The federal insurance program provides low-cost health insurance to millions of low-income people and people with disabilities nationwide, and Arkansas receives billions of federal dollars each year to fund and administer the program.
The new work requirements will apply for those on Medicaid expansion, which serves low-income Arkansans ages 19-64 who do not have a disability.
The six-month window will be used to test the department’s “automated process” for verifying eligibility and compliance with the new work requirements and prepare for full implementation.
“The key difference is that penalties will not be in place during the soft launch,” said DHS spokesperson Gavin Lesnick. “Beneficiaries will not lose their coverage based on the new requirements through the end of 2026, though they will still be subject to normal Medicaid eligibility rules.”
Medicaid recipients will be checked to see if they meet the new work requirements during a recipient’s normal coverage renewal. They will receive a notice detailing whether they meet the upcoming work requirements.

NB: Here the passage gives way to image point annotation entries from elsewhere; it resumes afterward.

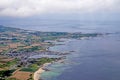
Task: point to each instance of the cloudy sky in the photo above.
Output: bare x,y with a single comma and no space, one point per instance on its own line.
24,8
82,9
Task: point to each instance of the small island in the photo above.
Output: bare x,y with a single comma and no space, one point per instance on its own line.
24,53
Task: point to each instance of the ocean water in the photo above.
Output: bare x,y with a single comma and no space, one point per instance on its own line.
94,59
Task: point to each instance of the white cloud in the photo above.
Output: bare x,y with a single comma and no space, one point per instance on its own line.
22,8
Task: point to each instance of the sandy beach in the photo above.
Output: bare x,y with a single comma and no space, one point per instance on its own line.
39,71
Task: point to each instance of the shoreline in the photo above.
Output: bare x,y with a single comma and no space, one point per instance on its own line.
36,75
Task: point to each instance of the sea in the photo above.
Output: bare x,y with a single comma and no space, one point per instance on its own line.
96,58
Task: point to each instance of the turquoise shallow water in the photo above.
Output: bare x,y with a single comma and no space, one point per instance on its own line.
94,59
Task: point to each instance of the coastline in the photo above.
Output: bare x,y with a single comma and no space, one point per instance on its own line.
36,75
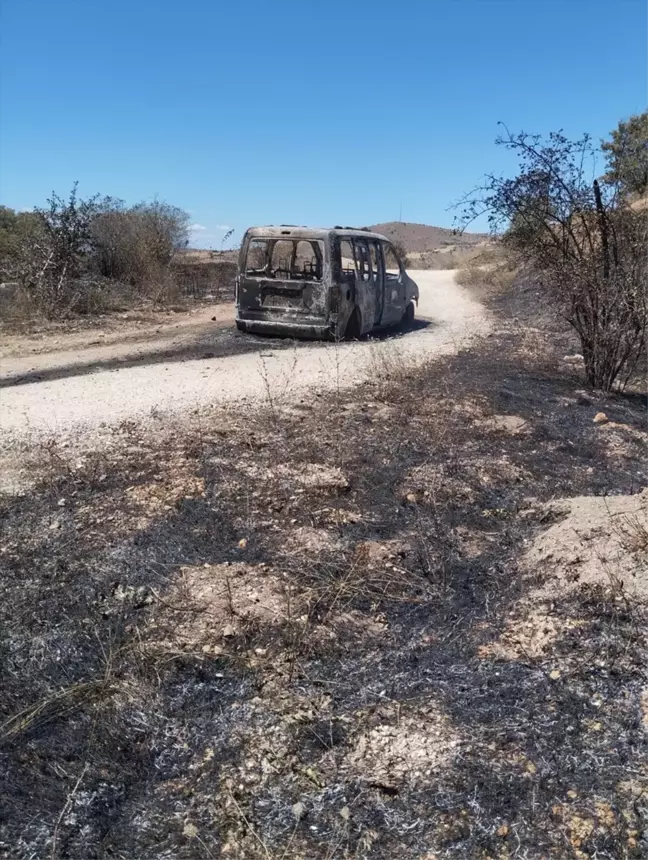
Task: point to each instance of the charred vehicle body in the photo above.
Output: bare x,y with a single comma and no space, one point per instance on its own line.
336,283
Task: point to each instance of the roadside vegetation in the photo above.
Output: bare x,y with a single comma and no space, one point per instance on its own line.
405,620
86,257
336,627
585,241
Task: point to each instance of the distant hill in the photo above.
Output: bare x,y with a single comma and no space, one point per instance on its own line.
434,247
418,238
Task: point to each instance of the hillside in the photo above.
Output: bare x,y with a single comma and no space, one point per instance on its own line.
433,247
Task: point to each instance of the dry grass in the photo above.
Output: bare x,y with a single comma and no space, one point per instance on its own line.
488,268
302,632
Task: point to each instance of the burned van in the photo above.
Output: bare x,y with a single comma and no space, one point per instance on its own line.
335,283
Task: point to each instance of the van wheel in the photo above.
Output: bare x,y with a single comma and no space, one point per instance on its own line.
352,330
408,317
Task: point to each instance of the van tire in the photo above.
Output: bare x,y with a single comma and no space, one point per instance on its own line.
353,328
408,317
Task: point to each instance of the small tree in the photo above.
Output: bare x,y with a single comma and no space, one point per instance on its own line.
588,248
135,244
627,155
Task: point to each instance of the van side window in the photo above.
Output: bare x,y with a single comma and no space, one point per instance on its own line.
347,262
362,259
392,263
257,257
374,255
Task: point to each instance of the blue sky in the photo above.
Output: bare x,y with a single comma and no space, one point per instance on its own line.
300,112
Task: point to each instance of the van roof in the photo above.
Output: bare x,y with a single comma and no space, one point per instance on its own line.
297,232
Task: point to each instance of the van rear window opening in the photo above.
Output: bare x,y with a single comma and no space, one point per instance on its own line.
285,259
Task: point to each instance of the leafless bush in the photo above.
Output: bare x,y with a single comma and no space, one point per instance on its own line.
89,256
588,247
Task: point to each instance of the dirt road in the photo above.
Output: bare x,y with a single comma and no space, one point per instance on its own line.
207,362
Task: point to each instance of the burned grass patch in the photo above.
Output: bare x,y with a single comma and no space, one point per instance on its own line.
314,631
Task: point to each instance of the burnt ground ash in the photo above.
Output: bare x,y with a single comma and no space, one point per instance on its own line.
274,634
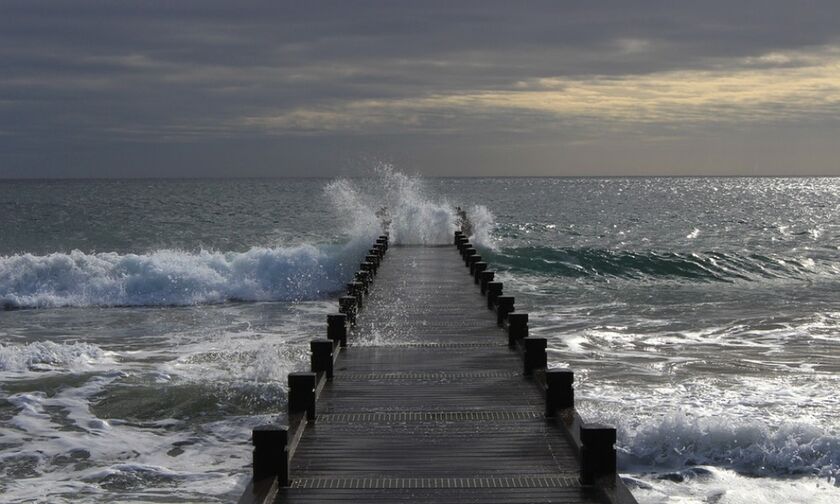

Lesnick said the notice will make clear that the new requirements don’t go into effect until January even if someone is found to not meet the upcoming eligibility requirements.
The automated process will use “wage data, information from other programs we administer like SNAP and TEA, medical claims and diagnosis data, and more,” to determine compliance with the work requirements, Lesnick said, adding that the department was working to “expand the data sources available for this process.”
While the eligibility verification process is automated, Lesnick said it will not use artificial intelligence. Once the new requirements go into force, if the automated process can’t verify an individual’s Medicaid eligibility, the person will have 30 days to provide the information needed to determine their eligibility.
Arkansas’ previous attempt at implementing work requirements in 2018 resulted in more than 18,000 people losing their health insurance before a federal judge blocked the changes. DHS estimates far more — nearly 20% of those ARHOME currently covers, or 42,000 people — will lose health coverage after the new requirements go into effect.
Republicans in support of the work requirements say they’re needed to reduce dependence on government safety net programs by those who are capable of working.
Opponents say the new rules will result in millions losing their coverage across the country at a time when ballooning healthcare and insurance costs are already hurting Americans’ wallets. Critics have also pointed to the confusion and red tape that enrollees faced under Arkansas’ previous work requirement.
A May 2025 fact sheet from the Kaiser Family Foundation shows that most Arkansans on Medicaid — including those covered by traditional Medicaid — already work.